Originally Posted by sflocal
The thinness also allows for:
A lighter product. Why should you care? Lighter means less fuel resources, and less costs to ship product from factory to your door.
Not necessarily. Yes, the new ones are lighter I will give you that. But since you seem to be arguing the Al-Gore-poits on this, lets bring up another issue. How aware are you of the manufacturing processes required to make the new machines? Do you have any idea of what effect those might have upon the environment? Maybe the result is a lighter piece of deliverable hardware, but the manufacturing processes are such that the total effect upon the environment is worse?
Mind you, I don't think they are, and in fact you are most likely correct that the thinness does result in a net positive effect when it comes to how nice these machines (and their manufacturing) plays with the environment.
A smaller package. Meaning more can be squeezed into a given space. One can ship more product in the same space. Again, less shipping, less fuel, less costs.
Less materials. Thinner means less metal. Less metal means less resources used.
Good points. Not ALWAYS true though. Thinner may mean less mechanical integrity and therefore require packaging which is more protective to reduce the possibility of various stresses being transferred to the chassis (and especially the glass) during shipping. Chances are you are correct, but you cant present these points as if they are objective facts.
In fact there is data that is starting to show that reducing the packaging TOO much can have detrimental effects overall. Sure, you save money and resources by having to transport less mass and smaller volumes. However there is always a non-zero probability of items being damaged during shipping, and when you shave off much off of the protection provided for shipping a piece of hardware, the failure rates goes up, and you end up with a net loss because the costs (and resource impact) of the increase in failures is greater than the savings due to the reduced packaging.

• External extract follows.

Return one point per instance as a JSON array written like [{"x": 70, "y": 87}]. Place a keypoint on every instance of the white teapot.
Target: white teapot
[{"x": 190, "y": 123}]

Or is it all supposed to be only about you??
Oh, get over it. I was expressing a learned OPINION about design trade-offs. These must always be made. My concerns boil down to whether or not such a focus upon aesthetics (even with the benefits you mentioned) is really worth all of the other aspects that have to be considered.
I push my iMac hard at times to get the heat up. Yes it gets hot. Then, afterwards it cools down. What's your point? Should Apple design their products in the assumption that it will be running at 100% full load the entire time? That's not realistic. They found a good balance I think.
The point is that any thermal stress does contribute to long-term reliability. Statistically you have to integrate the thermal stress over time to see the overall effects upon the components and therefore extrapolate that to determine the long-term effects that such stress has upon component reliability. There is no need to assume that you have 100% load 100% of the time, but trade-offs are always made in these areas.
Finally, please provide more insight on these supposed motherboard, hard drive, GPU failures that happen in iMacs, especially your implication that it is caused by this so-called heat issues that "Stresses everything out". This is a first to me.
I've purchased way too many iMacs to count for numerous clients and none of them have ever exhibited the kind of issues that you're describing. Obviously, system issues arise, but in my case all the iMacs I purchased have never failed at all. They are built like tanks.
Insight? Ok ...
Much of my career has been involved in design and production of high-relaibility components, systems, and platforms for various uses. The biggest use would be ... well, I would rather not get into detail, but let me just say that if you had REALLY good Superman-like vision, you could go outside and look up. Farther. No, not the planes. Look farther. Now farther. Ok, you may see one of the several hundred pieces of hardware that I have been responsible for. Oh, and their cost (cumulatively)? Well, that is greater than the GDP of all but the top 12-15 countries in the world.
I have managed situations where the smallest of failures had to be analyzed by teams of several dozen people (about half of which were PhDs), so .... uh ... I guess I know a bit about how stuff may... like ... break. LOL
And, lets see, I have used and repaired Macs since the original 128k Mac in 1984. I have also been responsible for entire IT departments and software development efforts that spanned everything from Macs, PC, Sun Workstations, various servers, many OS's, desktop systems, enterprise systems, embedded systems, etc. So maybe I have a bit of experience with these things.
No doubt you will retort with some troll-like response. And we shall all be entertained. Please, enlighten us. LOL
Nothing personal. Lighten up. I am having fun.
You made a lot of really good points, but to sink to the "it's all about you" line tends to invalidate them because it implies that your motivation is somewhat subjective and therefore calls all of your points into scrutiny. Don't do that. Just state your facts, your opinions and interpretation of facts, and your insights will be considered much more seriously.